JDK 21 released
JDK 21 released
Posted Sep 20, 2023 13:32 UTC (Wed) by MarcB (guest, #101804)In reply to: JDK 21 released by vasvir
Parent article: JDK 21 released
One thread per request (or connection) seems to be a much simpler model, but it can have too much overhead on a 1:1 implementation.
Posted Sep 20, 2023 14:29 UTC (Wed)
by paulj (subscriber, #341)
[Link] (13 responses)
There's issues of preemption, blocking, etc.
I wonder what kind of state a user-space lwt scheduler would /not/ need that the OS does, that gives wins here?
Intuitively, a problem-domain specific work-task:OS-thread multi-plexer seems like it could give scalability wins, but I'm less convinced about M:N lwt:OS threads - if that were such an easy win, why did Linux and Solaris go for 1:1 after much deliberation over and (in case of Solaris) experience with M:N models?
Posted Sep 20, 2023 16:07 UTC (Wed)
by farnz (subscriber, #17727)
[Link] (3 responses)
The only bit of state that the kernel scheduler must deal with, but a user scheduler can potentially ignore, is the CPU context (registers etc).
However, back when threads first became a significant part of OSes, kernels had a lot of state associated with each thread. This made M:N models look very attractive, since the user scheduler was being built up with the bare minimum of state, not being cut down from the process scheduler (where the cost of switching MMU setups was high enough to hide the cost of handling excess state).

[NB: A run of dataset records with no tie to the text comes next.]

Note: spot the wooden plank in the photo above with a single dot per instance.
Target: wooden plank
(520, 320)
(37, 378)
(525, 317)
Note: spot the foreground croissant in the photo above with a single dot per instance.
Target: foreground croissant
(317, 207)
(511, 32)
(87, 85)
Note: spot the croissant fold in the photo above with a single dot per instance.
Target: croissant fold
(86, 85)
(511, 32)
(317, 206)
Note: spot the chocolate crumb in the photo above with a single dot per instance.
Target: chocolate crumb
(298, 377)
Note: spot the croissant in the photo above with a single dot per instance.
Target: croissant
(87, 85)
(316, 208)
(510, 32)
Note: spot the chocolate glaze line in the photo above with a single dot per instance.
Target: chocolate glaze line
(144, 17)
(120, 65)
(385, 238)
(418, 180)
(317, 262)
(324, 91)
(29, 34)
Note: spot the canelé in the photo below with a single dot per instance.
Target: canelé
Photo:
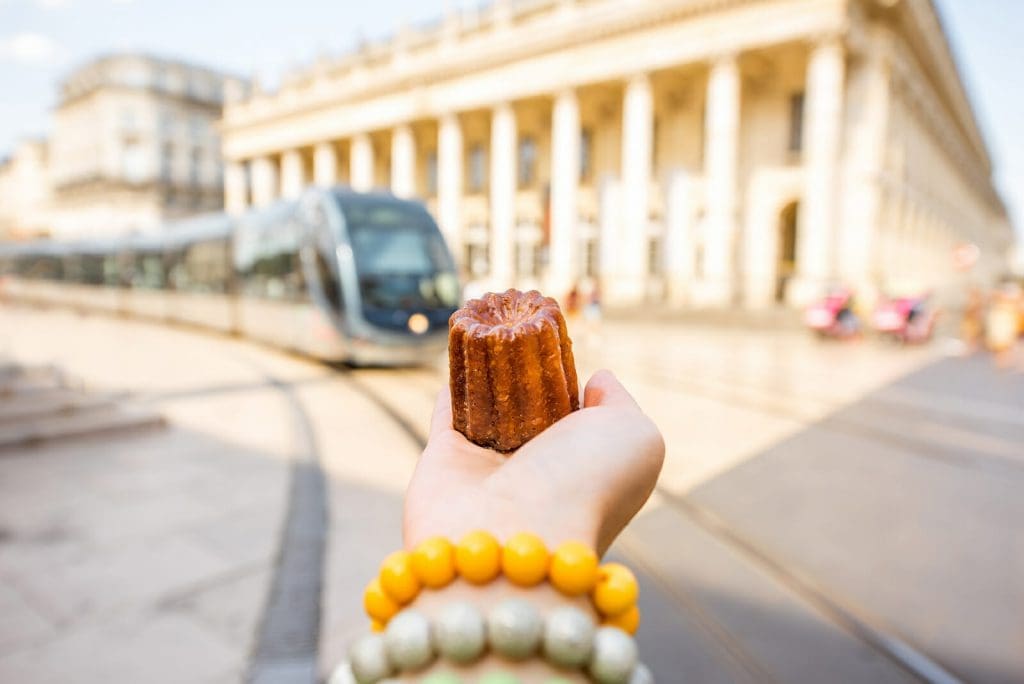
(512, 373)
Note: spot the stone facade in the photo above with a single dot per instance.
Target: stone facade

Posted Sep 21, 2023 10:19 UTC (Thu)
by paulj (subscriber, #341)
[Link] (2 responses)
A good chunk of the kernel sub-system and book-keeping could be saved by LWTs I guess. But... then you lose stuff like... NUMA balancing, separation between threads (e.g. resources via cgroups, security via LSM). However, you could argue: Who on earth would design a process that relied on different traditional threads within the process having different resource or security contexts?
I guess the argument could be made that the common case of traditional threads (i.e. shared memory, shared resources, shared everything bar a few contexts like CPU regs, stack) should be handled specially and made much lighter-weight in the kernel. I.e. a thread should be able to run with just the stuff from thread_struct - it shouldn't need a whole task_struct for each thread?
In the context of this article, Java and it's M:N lwt's, it is course not trying to present a full Linux or POSIX thread interface to user-space, so that's a much "easier" job.
Posted Sep 21, 2023 11:08 UTC (Thu)
by MarcB (guest, #101804)
[Link] (1 responses)
Exactly, the idea here explicitly is not to replace "real" threads. It is intended as an alternative to asynchronous APIs that would all be used from a single OS thread anyway.
The primary goal, according to https://openjdk.org/jeps/444, is to "Enable server applications written in the simple thread-per-request style to scale with near-optimal hardware utilization."
Posted Sep 21, 2023 13:14 UTC (Thu)
by paulj (subscriber, #341)
[Link]
The other interesting question here is to ask whether the kernel should have much lighter threads. Full tasks come with an _immense_ amount of baggage, for separation/security/etc. It'd be nice to have in-kernel light-weight threads, that just do the minimum needed for share-everything-bar-CPU-and-stack with POSIX thread APIs.
Posted Sep 20, 2023 21:12 UTC (Wed)
by dcoutts (guest, #5387)
[Link] (1 responses)
There are examples out there. Notably, GHC (the primary Haskell compiler) supports light-weight pre-emptive threads which are much cheaper than OS threads, both in memory and context switching time. It has a simple thread scheduler in the RTS. I'm not sure exactly what state it saves vs an OS thread mainly because I'm not sure exactly what state a Linux thread carries, but a GHC thread is just a small struct and a small initial stack (less than 4k).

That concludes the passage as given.